The status of the woman according to the Halakha is described in detail in the Torah and is not simple. Women’s duties and responsibilities are different from those of men, but this does not mean they are less important, in certain cases their role is more essential than that of men. According to Judaism, women are gifted with “Binah” (intuition, understanding, intelligence) to a larger extent than men. Rabbis interpret this difference stating that the woman was created from human material, and not formed of dust like the man. As previously mentioned, the Matriarchate is at a higher level than the Patriarchate as women are better at prophecies, they have not participated in the idealatry, they perform the basic duties of mothers and wives, they light the candles on Shabbat; the woman performs the house chores, separates the challah, and dictates the order at home.
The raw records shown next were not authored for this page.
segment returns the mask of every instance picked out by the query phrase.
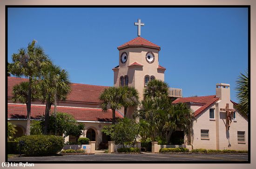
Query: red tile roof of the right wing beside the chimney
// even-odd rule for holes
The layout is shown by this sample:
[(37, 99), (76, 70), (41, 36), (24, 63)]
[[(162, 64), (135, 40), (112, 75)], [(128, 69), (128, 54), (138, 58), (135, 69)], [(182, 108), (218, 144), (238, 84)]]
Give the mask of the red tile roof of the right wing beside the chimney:
[(172, 103), (201, 103), (203, 104), (199, 109), (197, 109), (194, 112), (194, 116), (196, 117), (198, 114), (202, 113), (204, 110), (206, 110), (210, 105), (215, 103), (217, 100), (219, 100), (216, 95), (211, 95), (211, 96), (199, 96), (199, 97), (183, 97), (183, 98), (178, 98), (174, 100)]

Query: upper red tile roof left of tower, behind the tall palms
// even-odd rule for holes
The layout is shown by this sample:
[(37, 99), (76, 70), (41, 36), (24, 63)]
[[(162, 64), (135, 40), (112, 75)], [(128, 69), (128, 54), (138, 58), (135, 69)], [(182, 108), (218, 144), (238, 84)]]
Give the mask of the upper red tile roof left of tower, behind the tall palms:
[[(26, 78), (8, 77), (7, 96), (13, 97), (13, 86), (22, 81), (28, 81)], [(108, 86), (95, 86), (88, 84), (71, 83), (71, 92), (67, 96), (67, 101), (101, 103), (100, 94)]]

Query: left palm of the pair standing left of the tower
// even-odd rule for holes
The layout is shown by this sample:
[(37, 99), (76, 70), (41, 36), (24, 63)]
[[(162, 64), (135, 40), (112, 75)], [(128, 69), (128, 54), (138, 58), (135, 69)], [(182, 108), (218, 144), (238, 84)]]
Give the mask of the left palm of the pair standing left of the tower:
[(112, 110), (112, 124), (115, 124), (115, 110), (122, 107), (122, 97), (123, 92), (121, 88), (110, 87), (105, 88), (105, 90), (100, 95), (100, 100), (102, 101), (101, 107), (104, 112), (109, 108)]

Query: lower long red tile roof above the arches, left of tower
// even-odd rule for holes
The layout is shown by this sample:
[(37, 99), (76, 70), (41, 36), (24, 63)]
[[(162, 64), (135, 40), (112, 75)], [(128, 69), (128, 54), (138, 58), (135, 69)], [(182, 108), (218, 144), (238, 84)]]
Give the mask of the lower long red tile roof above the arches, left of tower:
[[(27, 107), (26, 105), (19, 104), (8, 104), (7, 117), (9, 119), (27, 119)], [(54, 106), (52, 106), (51, 111), (54, 111)], [(57, 111), (62, 113), (69, 113), (74, 116), (76, 120), (84, 121), (111, 121), (112, 120), (112, 110), (103, 112), (101, 109), (92, 108), (78, 108), (78, 107), (58, 107)], [(45, 105), (36, 106), (31, 105), (31, 119), (39, 119), (45, 113)], [(115, 112), (116, 118), (122, 118), (121, 114), (117, 111)]]

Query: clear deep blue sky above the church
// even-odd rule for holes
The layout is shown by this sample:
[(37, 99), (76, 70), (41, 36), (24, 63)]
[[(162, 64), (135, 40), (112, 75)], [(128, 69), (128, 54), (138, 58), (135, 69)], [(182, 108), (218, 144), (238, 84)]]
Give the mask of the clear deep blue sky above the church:
[(9, 8), (8, 62), (38, 41), (75, 83), (113, 86), (117, 47), (137, 37), (161, 46), (165, 81), (183, 97), (213, 95), (229, 83), (231, 99), (248, 68), (247, 8)]

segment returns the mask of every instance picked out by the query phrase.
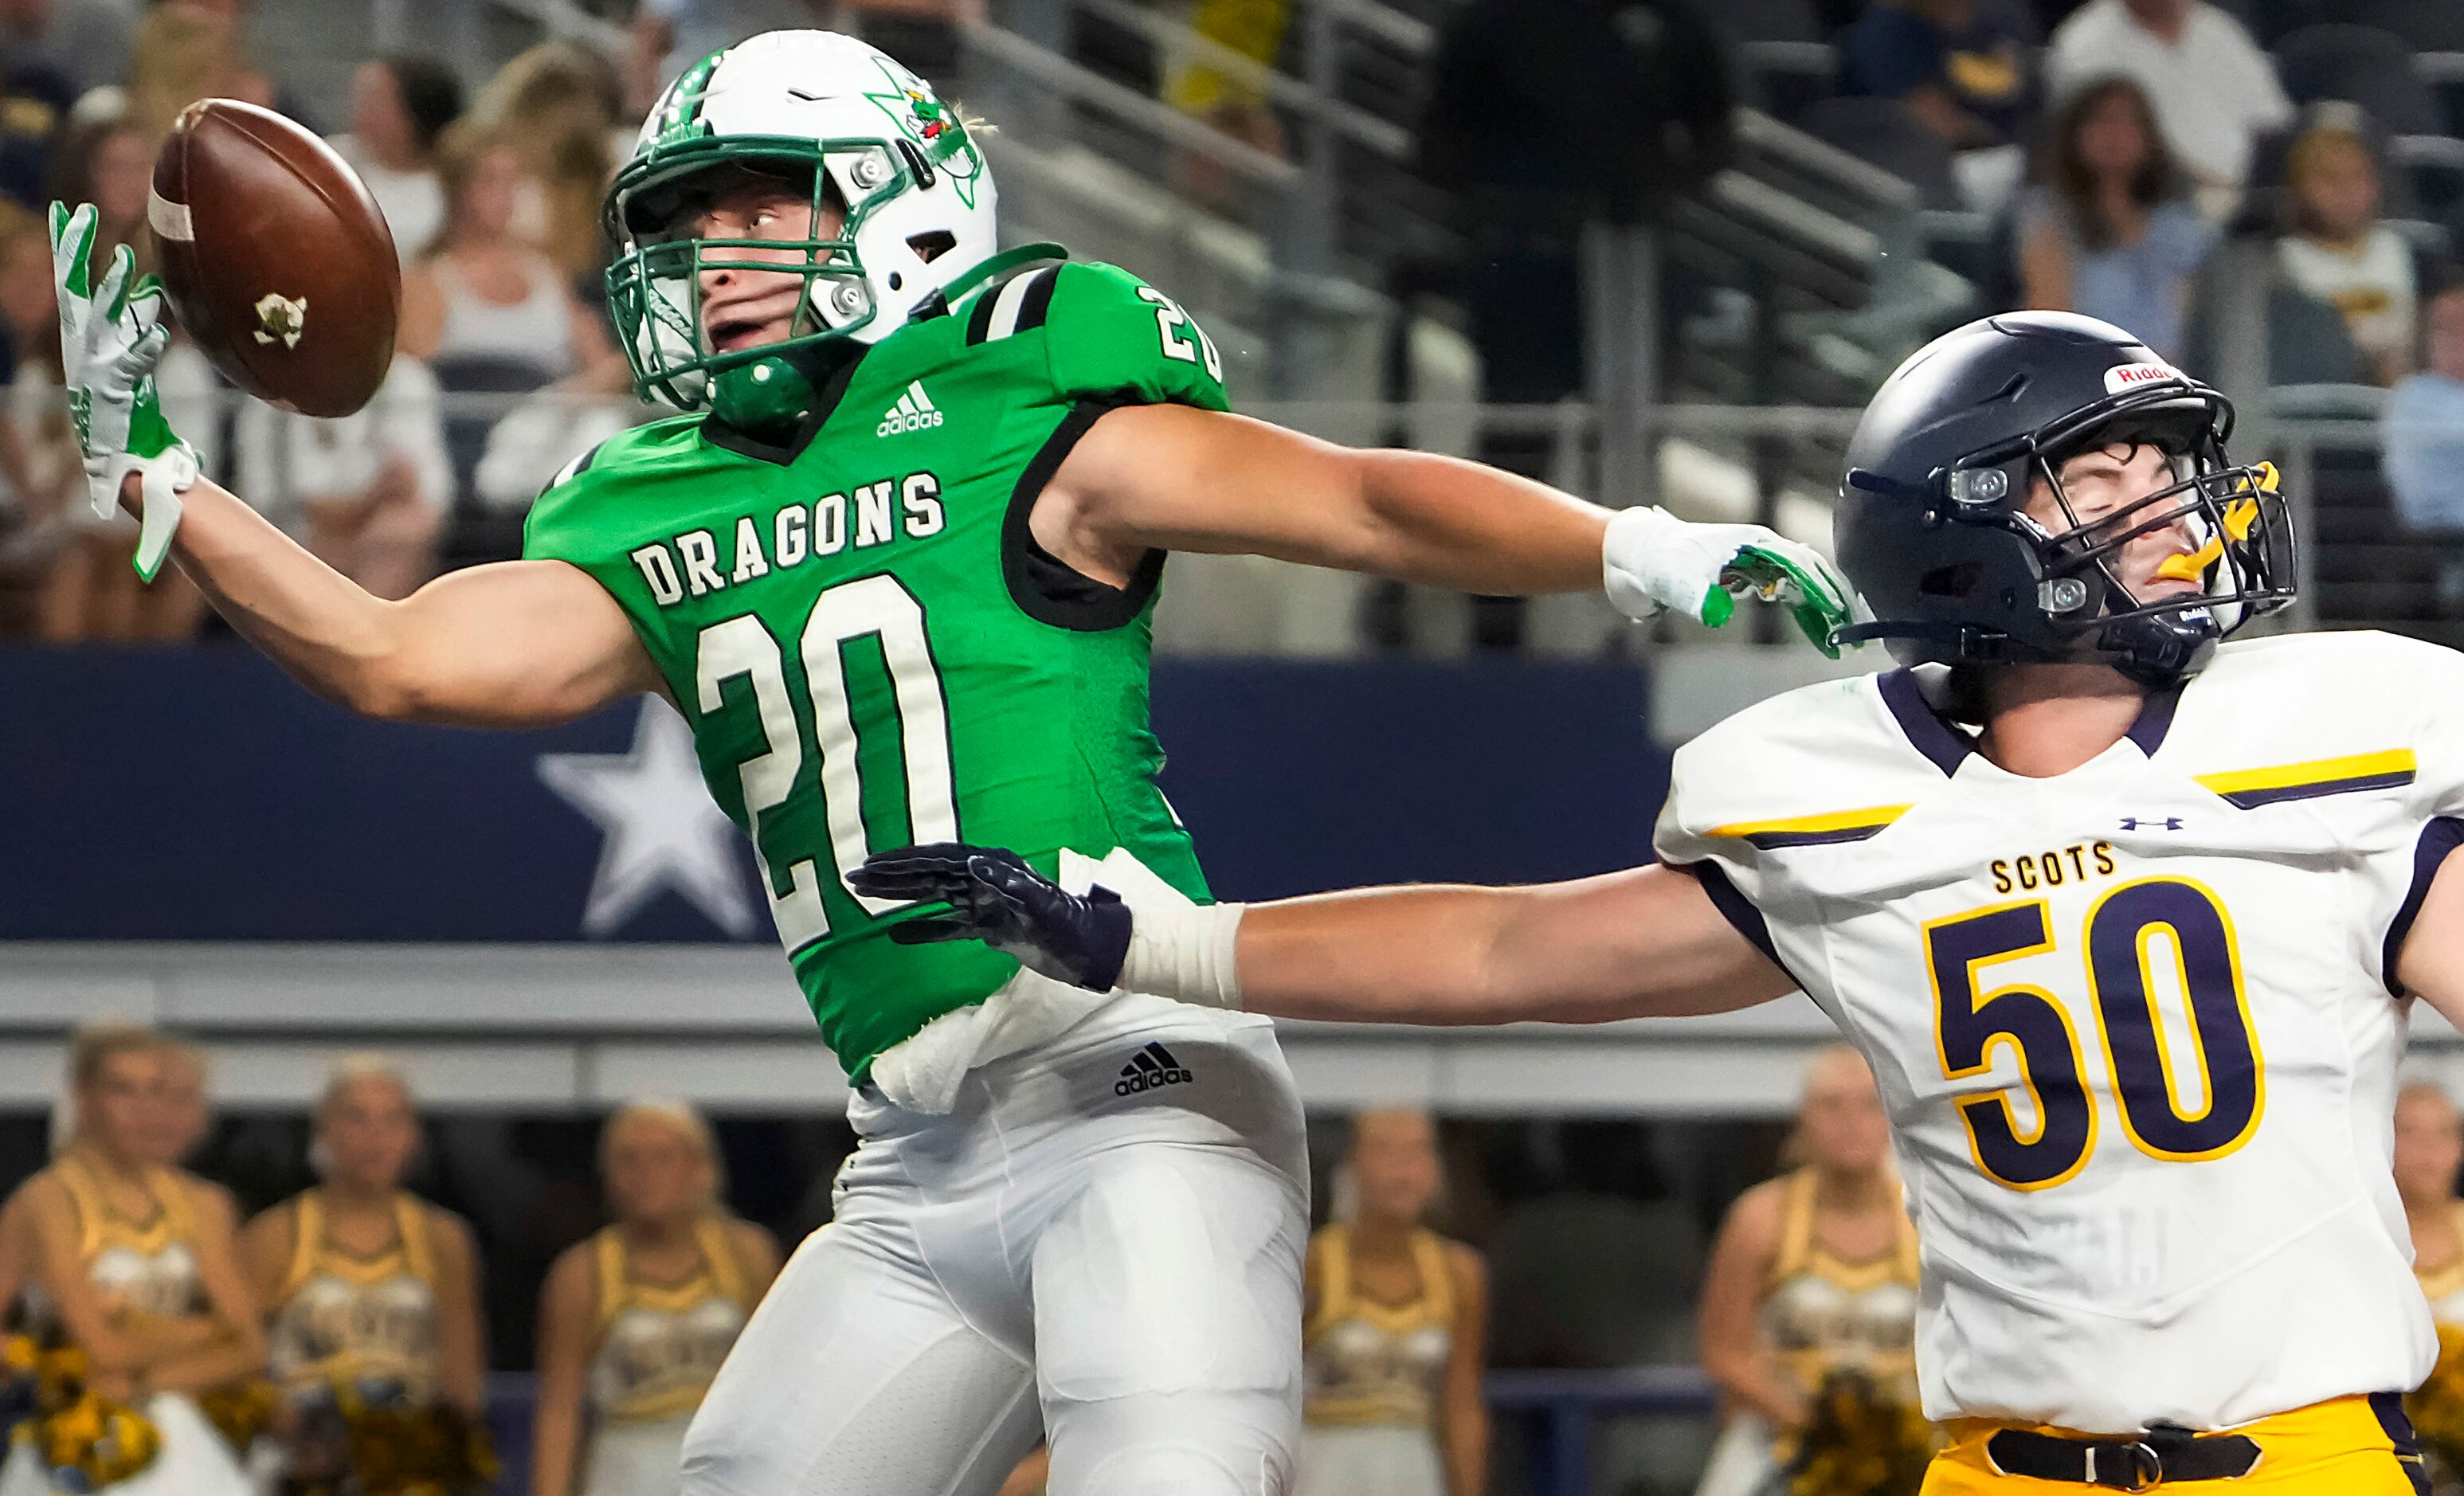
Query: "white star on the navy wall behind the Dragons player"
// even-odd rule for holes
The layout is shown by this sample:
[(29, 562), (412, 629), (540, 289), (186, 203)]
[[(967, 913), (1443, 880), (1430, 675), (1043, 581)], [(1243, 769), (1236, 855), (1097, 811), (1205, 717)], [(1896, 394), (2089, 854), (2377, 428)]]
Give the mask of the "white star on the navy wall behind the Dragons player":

According to Judaism, the home of the family becomes the fortress of God’s presence, of the divine, of which God says: “Create divine comfort for me and I shall always be with you”. A characteristic feature of the role of the women is that part of them are organised in a special religious ritual (Chevra Kadisha), whose noble task is to prepare the deceased women for their funeral. This group of specially selected volunteers (Rohetsim) is held in high respect and has proven their piety.
The conducted, albeit incomplete, review on the topic of “Women in Judaism” is an attempt to present a group of remarkable women, who have left deep marks in the world literature and art. The development of the topic aimed at describing their personal story, the typical traits of their characters, their status in the society and the attempts to change that, and emphasises the positive qualities as an example to follow, i.e. they are instructive, suggest the important role of the belief in God for the realisation of their dreams, desires and the tendency to overcome their second-place importance, which is ascribed to them by conservative-thinking Talmudists and is opposed in new trends in Judaism by reformists, liberal-thinking and other more liberated from the dogmas Jews. The conclusion is that in our everyday life we and especially the young generation should follow the path of their positive deeds, designed to preserve everything related to Judaism, so as to be filled with the positive spiritual food which we can draw from their example. To apply in our deeds the wisdom which they have bequeathed; to adopt their measure of the values as ours, in order to build a solid moral system which the generations will use as a stepping stone; to find the right way to the temple as our natural human need in order to be ready to communicate with our Maker; to be true to our Torah, and by no means try to replace it with the Golden calf.